5

I have a large (>100 GB) xarray Dataset holding weather forecast data (dimensions time, forecast step, latitude, longitude, with dask chunks over the time, latitude and longitude dimensions) and want to work out the average weather (for each time point) over an irregularly shaped region (defined by a binary mask array with dimensions latitude and longitude). The naive way of doing this is:

average_weather = weather.where(mask).mean(dim=('latitude', 'longitude'))

However, for most of the (latitude, longitude) chunks, the mask values in that region are all zero, so there is no need to load that chunk. So far as I can tell by briefly looking at the xarray and dask source, there is no optimization that checks if all the mask values for a chunk are zero before loading the chunk, so the naive command will use a great deal of unnecessary data transfer and CPU.

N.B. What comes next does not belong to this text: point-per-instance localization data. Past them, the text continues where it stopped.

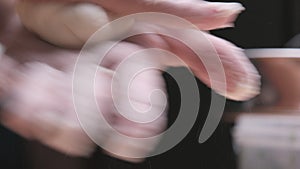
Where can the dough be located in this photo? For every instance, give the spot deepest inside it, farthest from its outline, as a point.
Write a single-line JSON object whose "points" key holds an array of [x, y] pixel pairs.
{"points": [[67, 25]]}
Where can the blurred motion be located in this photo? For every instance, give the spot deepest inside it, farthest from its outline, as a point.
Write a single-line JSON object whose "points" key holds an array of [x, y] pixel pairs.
{"points": [[36, 71]]}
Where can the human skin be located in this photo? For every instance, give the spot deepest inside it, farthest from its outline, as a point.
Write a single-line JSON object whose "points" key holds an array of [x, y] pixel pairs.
{"points": [[25, 47]]}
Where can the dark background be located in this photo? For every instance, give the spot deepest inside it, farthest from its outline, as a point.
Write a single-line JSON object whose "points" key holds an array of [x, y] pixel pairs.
{"points": [[264, 23]]}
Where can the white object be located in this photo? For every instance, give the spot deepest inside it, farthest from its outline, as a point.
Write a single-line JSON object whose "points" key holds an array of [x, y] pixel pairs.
{"points": [[268, 141]]}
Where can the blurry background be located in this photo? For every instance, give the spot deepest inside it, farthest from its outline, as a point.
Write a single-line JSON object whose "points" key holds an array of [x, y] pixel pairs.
{"points": [[266, 23]]}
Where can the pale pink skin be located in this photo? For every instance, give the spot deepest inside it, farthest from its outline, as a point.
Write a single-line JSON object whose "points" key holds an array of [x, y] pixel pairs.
{"points": [[24, 47]]}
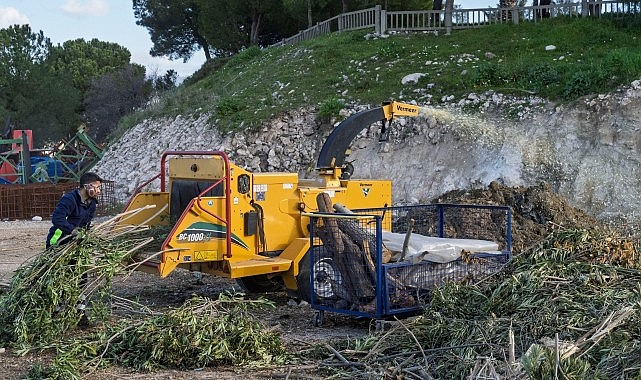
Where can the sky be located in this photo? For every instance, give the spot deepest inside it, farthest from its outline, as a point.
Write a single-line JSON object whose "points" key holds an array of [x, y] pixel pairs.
{"points": [[106, 20], [109, 21]]}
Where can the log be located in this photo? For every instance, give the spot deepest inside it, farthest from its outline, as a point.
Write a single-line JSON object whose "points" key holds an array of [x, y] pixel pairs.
{"points": [[347, 256]]}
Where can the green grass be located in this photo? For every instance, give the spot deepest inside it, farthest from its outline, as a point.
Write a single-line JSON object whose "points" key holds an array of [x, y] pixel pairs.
{"points": [[591, 56]]}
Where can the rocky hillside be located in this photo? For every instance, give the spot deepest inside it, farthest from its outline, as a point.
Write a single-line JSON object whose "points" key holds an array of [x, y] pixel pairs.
{"points": [[587, 151]]}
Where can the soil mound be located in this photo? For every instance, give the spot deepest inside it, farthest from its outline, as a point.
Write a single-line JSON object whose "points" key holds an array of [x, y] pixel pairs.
{"points": [[536, 210]]}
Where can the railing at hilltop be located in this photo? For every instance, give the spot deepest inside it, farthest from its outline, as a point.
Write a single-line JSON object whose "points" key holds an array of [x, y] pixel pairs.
{"points": [[447, 20]]}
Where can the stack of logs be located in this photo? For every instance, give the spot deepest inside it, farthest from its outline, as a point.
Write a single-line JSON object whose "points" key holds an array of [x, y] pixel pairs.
{"points": [[353, 251]]}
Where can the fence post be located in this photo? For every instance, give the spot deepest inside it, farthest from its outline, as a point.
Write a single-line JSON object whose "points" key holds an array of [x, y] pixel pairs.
{"points": [[449, 5]]}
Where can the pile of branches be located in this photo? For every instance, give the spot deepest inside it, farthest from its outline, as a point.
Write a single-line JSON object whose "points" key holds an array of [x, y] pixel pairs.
{"points": [[567, 308], [201, 333], [48, 295]]}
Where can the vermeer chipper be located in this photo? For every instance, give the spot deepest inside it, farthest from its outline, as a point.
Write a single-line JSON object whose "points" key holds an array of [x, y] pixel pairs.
{"points": [[255, 227]]}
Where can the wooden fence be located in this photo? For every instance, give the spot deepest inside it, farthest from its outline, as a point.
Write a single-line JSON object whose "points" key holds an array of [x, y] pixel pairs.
{"points": [[448, 20]]}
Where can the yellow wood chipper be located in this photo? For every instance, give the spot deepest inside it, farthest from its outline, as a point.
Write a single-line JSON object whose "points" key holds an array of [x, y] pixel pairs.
{"points": [[254, 227]]}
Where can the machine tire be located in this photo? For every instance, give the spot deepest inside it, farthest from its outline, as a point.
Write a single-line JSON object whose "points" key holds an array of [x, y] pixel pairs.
{"points": [[325, 269], [259, 284]]}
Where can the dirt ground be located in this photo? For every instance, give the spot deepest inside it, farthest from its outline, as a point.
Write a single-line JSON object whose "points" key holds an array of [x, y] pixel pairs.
{"points": [[22, 240], [536, 211]]}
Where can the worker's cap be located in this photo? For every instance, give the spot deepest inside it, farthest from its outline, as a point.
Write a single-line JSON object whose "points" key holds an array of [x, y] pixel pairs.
{"points": [[90, 177]]}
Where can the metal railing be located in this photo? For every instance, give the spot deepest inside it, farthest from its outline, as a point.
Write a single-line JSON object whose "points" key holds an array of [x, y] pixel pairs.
{"points": [[448, 20]]}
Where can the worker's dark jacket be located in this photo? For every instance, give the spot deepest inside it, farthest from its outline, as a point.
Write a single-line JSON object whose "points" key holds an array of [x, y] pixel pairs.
{"points": [[70, 213]]}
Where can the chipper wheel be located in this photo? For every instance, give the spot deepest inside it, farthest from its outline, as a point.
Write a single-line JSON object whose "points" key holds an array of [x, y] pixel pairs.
{"points": [[327, 277]]}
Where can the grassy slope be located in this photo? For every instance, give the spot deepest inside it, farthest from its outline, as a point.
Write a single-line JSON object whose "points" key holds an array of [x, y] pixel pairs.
{"points": [[591, 55]]}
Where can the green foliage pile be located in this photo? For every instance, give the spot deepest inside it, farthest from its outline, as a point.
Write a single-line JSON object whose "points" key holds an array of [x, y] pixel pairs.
{"points": [[40, 311], [41, 304], [201, 333], [592, 55], [569, 306]]}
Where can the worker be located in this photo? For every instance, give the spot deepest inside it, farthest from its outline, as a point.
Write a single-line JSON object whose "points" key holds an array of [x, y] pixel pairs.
{"points": [[75, 210]]}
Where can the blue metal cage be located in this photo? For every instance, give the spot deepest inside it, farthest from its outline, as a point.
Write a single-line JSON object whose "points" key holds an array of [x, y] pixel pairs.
{"points": [[355, 272]]}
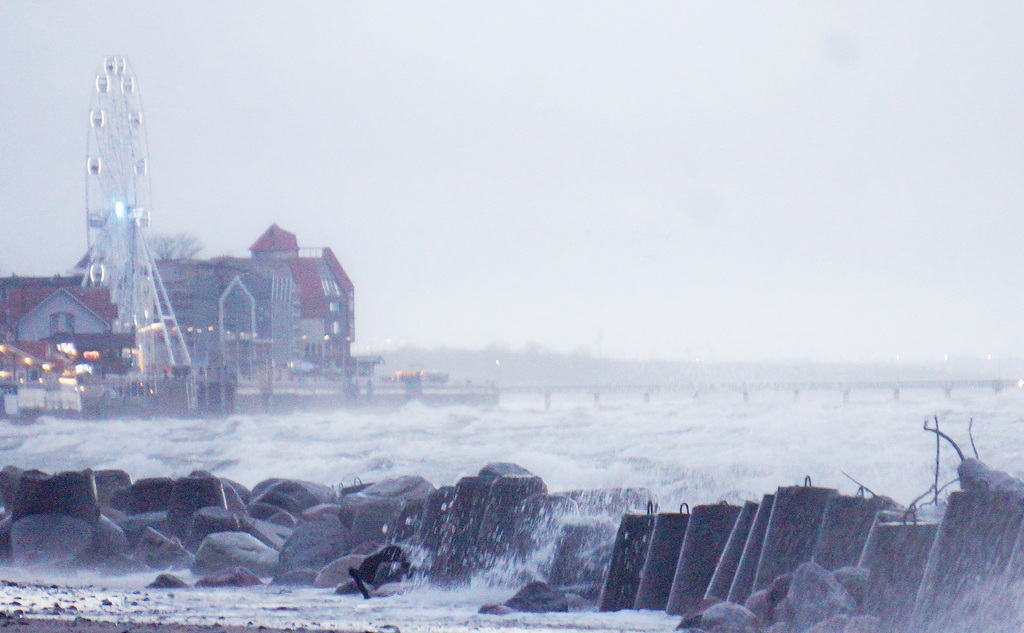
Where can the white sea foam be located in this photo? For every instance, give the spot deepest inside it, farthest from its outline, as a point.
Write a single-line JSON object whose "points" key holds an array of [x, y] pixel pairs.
{"points": [[693, 450]]}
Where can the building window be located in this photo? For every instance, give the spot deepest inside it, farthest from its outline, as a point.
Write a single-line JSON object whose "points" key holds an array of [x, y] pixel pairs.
{"points": [[61, 323]]}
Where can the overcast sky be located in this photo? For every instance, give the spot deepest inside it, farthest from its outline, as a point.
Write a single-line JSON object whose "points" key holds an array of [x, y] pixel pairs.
{"points": [[830, 181]]}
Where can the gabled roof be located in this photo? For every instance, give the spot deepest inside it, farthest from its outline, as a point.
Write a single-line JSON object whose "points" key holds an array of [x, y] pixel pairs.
{"points": [[22, 295], [95, 300], [273, 240], [339, 272]]}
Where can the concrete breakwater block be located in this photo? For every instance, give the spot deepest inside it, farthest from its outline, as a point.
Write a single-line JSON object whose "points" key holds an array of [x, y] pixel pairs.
{"points": [[659, 565], [68, 494], [973, 546], [895, 555], [707, 534], [725, 571], [583, 555], [628, 556], [793, 531], [742, 581], [845, 528]]}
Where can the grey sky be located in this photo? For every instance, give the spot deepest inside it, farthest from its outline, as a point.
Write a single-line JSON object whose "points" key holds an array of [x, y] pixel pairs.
{"points": [[835, 181]]}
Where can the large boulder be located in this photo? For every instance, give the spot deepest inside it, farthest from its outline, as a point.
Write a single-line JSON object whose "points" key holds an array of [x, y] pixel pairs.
{"points": [[408, 488], [210, 519], [190, 494], [135, 524], [313, 545], [975, 475], [144, 496], [815, 595], [49, 539], [71, 494], [336, 573], [108, 481], [390, 564], [233, 577], [235, 549], [497, 470], [723, 618], [538, 597], [294, 496], [161, 552], [370, 519]]}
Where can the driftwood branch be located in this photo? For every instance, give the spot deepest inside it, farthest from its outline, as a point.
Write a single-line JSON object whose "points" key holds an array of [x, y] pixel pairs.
{"points": [[944, 436]]}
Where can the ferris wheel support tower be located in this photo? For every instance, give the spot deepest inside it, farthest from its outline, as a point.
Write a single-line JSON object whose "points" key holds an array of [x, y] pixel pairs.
{"points": [[117, 195]]}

I did see that it is possible to use drop=True in the where command to limit the computation to the bounding box of the mask, but is it possible to do better than this?

user7813790
  • 547
  • 1
  • 4
  • 12
  • I also looked at https://stackoverflow.com/questions/51195138/masking-in-dask "Masking in Dask" but, so far as I can tell, `dask.ma` and `numpy.ma` require the mask array to have the same shape as the data. – user7813790 Jul 29 '19 at 15:11

1 Answers1

2

By default when using where, the values where the mask is False are replaced by NaN. If you use the drop=True keyword, they will be dropped completely. Note that this can change the shape of your data, or lead to unexpected NaN values sometimes.

e.g. average_weather = weather.where(mask, drop=True).mean(dim=('latitude', 'longitude'))

Charles
  • 97
  • 5